В определенном смысле книга «Делавер» представляется – схожим с рентгеновским – снимком скрытого мира, точнее вереницей снимков, заведомо засвеченных (ибо субъективных) и посему искаженных. Однако все непривычное, слегка надломленное или словно частично вывернутое, проглядывающее изнанкой, намеренно неровным «двойным джинсовым» швом и неподрубленным краем, «работает» на нелинеарное восприятие этой относительно линеарной (ведущей от конца к началу и далее по кругу) книги. Осознанные сбои, то есть то, что неискушенный может по наивности принять за огрехи, являются достоинствами этой книги. Даже физическое воплощение «Делавера» (сторона, на которую рецензент обычно редко обращает внимание), непритязательная полиграфия издания (неудобочитаемый шрифт, мелкий формат, будто предназначенный не для книжной полки и не для изящной «карманной» серии), то есть на первый взгляд явный издательский минус – оборачивается плюсом, ибо принуждает собраться: поднести книгу ближе к глазам и держать обеими руками, чтобы не закрывалась… И вовсе не удивительно, что физическое усилие здесь совпадает с духовным. «Делавер» Машинской означен поступательным аллюром памяти – назад, и в этом движении угадывается не только увиденное и подхваченное по ходу, но и сам идущий (плывущий, снящий), вернее, его дыхание, зачастую сбивчивое и порывистое, но не дерганое, не строптивое; это напряженное дыхание – сдержанного порядка.

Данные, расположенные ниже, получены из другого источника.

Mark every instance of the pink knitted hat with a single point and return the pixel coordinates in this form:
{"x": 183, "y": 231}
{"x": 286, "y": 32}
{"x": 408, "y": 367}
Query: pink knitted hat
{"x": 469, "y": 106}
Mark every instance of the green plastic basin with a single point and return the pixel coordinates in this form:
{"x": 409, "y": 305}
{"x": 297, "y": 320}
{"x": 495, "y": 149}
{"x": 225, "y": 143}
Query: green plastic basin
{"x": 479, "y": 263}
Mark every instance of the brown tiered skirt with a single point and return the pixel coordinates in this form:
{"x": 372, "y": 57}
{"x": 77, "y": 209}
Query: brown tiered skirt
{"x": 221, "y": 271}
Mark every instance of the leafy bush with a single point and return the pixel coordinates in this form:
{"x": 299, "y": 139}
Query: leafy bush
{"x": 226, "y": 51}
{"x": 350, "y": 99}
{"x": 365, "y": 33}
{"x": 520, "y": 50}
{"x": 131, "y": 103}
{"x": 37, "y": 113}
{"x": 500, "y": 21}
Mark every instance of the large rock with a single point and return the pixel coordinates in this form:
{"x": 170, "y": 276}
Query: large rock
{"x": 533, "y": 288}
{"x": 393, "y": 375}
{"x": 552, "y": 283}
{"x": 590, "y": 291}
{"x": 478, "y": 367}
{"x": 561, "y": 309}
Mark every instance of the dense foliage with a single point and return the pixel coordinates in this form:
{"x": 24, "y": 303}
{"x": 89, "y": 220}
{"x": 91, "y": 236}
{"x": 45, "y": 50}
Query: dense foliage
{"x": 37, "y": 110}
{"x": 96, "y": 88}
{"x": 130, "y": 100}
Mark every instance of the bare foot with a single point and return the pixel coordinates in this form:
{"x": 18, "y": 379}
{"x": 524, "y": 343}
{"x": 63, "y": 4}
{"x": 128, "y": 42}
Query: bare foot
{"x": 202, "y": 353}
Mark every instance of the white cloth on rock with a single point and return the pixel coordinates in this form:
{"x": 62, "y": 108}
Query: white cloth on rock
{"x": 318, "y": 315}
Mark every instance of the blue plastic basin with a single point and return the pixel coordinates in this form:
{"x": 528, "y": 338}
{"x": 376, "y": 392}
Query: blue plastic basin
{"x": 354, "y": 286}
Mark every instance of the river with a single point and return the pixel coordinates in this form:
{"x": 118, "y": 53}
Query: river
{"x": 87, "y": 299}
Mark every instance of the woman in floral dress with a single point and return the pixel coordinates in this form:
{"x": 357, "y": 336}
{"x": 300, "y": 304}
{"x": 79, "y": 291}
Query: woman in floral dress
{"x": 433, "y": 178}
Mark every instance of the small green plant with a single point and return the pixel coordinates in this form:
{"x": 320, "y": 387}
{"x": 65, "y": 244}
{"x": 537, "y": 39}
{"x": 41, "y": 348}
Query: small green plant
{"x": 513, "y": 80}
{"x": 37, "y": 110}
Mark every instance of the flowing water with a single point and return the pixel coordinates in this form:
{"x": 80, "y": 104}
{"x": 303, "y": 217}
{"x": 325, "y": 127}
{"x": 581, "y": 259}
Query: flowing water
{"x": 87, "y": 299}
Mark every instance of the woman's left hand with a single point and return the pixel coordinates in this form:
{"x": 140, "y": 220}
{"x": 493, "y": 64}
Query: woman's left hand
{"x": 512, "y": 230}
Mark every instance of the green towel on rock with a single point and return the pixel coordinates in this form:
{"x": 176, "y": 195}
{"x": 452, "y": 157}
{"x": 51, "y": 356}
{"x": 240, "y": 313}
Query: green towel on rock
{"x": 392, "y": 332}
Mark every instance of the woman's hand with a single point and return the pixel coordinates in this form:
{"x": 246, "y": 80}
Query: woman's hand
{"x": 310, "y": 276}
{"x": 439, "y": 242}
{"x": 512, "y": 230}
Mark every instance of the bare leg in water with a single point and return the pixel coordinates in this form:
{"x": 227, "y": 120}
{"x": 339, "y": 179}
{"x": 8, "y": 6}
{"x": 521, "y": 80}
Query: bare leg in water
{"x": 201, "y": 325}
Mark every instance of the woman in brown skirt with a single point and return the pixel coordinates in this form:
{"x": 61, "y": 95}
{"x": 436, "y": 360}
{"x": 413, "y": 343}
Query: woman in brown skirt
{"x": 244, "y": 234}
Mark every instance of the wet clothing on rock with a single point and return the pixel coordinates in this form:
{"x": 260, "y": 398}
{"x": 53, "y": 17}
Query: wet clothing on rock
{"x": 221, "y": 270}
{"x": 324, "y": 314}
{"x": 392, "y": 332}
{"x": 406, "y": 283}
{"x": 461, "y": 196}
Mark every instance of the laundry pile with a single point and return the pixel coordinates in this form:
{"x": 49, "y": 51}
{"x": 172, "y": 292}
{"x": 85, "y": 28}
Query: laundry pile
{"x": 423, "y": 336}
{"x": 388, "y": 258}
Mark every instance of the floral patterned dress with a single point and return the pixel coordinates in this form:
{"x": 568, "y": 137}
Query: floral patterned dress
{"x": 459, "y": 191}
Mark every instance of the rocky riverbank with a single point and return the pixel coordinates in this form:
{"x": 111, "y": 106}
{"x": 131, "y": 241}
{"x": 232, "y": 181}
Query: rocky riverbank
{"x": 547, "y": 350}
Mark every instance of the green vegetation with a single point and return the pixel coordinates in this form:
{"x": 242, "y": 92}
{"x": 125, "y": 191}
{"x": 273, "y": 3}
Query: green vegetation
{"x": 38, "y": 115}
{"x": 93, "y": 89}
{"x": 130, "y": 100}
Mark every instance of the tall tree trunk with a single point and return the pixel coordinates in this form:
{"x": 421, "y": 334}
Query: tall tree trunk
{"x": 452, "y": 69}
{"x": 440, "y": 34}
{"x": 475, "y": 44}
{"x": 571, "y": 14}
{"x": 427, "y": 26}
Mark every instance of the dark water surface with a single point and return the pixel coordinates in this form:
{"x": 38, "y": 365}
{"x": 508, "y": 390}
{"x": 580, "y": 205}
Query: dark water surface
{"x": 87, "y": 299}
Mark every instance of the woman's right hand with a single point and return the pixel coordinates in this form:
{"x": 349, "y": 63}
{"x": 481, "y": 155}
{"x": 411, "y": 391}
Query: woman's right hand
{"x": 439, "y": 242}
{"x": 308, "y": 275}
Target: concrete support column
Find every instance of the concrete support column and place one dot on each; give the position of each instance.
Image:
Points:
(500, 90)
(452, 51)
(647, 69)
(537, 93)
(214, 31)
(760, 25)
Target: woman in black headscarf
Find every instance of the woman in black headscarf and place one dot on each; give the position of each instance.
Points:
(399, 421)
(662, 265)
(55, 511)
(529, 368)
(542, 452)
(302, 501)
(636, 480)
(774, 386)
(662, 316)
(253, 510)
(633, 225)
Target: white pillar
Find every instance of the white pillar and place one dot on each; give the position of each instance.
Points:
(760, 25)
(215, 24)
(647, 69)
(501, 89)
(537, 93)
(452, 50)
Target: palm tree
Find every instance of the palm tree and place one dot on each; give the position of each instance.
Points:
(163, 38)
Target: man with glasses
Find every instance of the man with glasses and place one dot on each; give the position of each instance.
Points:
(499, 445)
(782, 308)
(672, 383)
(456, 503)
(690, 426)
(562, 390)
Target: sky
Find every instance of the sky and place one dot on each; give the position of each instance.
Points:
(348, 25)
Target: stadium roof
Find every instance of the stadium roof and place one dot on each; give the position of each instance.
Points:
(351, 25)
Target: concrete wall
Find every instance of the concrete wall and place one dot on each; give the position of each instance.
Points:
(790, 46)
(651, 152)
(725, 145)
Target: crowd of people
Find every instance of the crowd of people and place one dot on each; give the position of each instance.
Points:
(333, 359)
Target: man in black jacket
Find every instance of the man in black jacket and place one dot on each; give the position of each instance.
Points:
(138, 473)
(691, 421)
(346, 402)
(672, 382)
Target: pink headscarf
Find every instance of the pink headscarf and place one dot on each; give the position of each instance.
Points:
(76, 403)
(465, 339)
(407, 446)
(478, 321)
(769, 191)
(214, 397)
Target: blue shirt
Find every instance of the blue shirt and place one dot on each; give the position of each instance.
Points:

В то же время очевидно, с каким трудом и каким усилием дается внешнее усмирение:
Искать:
вот-вот найти
за этим вот углом
за этой стройкой
двором
площадкой
за бессмертной тенью
ларька
оседлой стайкой
голубиной
Следуя за идущим и повинуясь его голосу, мы отмечаем меты самобытного стиля Машинской, ее излюбленные цепочки отзвучий и отражений, каждый раз оказываясь в зеркальном коридоре внутренних рифм и двоящихся образов (вот она, «порука стекла круговая»); мы ощущаем внутреннюю связь пешего «рассказчика» с каждым встречным и невстречным, со всем построенным въяве и достроенном в мысли. В целом, поэтический жест Машинской – округляющий, захватывающий и притягивающий. Такими всеохватными -о-/-а-, словно колечками петель и широких стежков, «сшито» стихотворение «Полоса отчуждения на закате»; вот фрагмент из него:
От облака до дна
вся, как одна видна,
оврагу жизнь дана –
от камушка на дне до родинки над бровью,
от камня к бабушки недавнему надгробью
до вдовьего плато,
где твое золото
без края разлито.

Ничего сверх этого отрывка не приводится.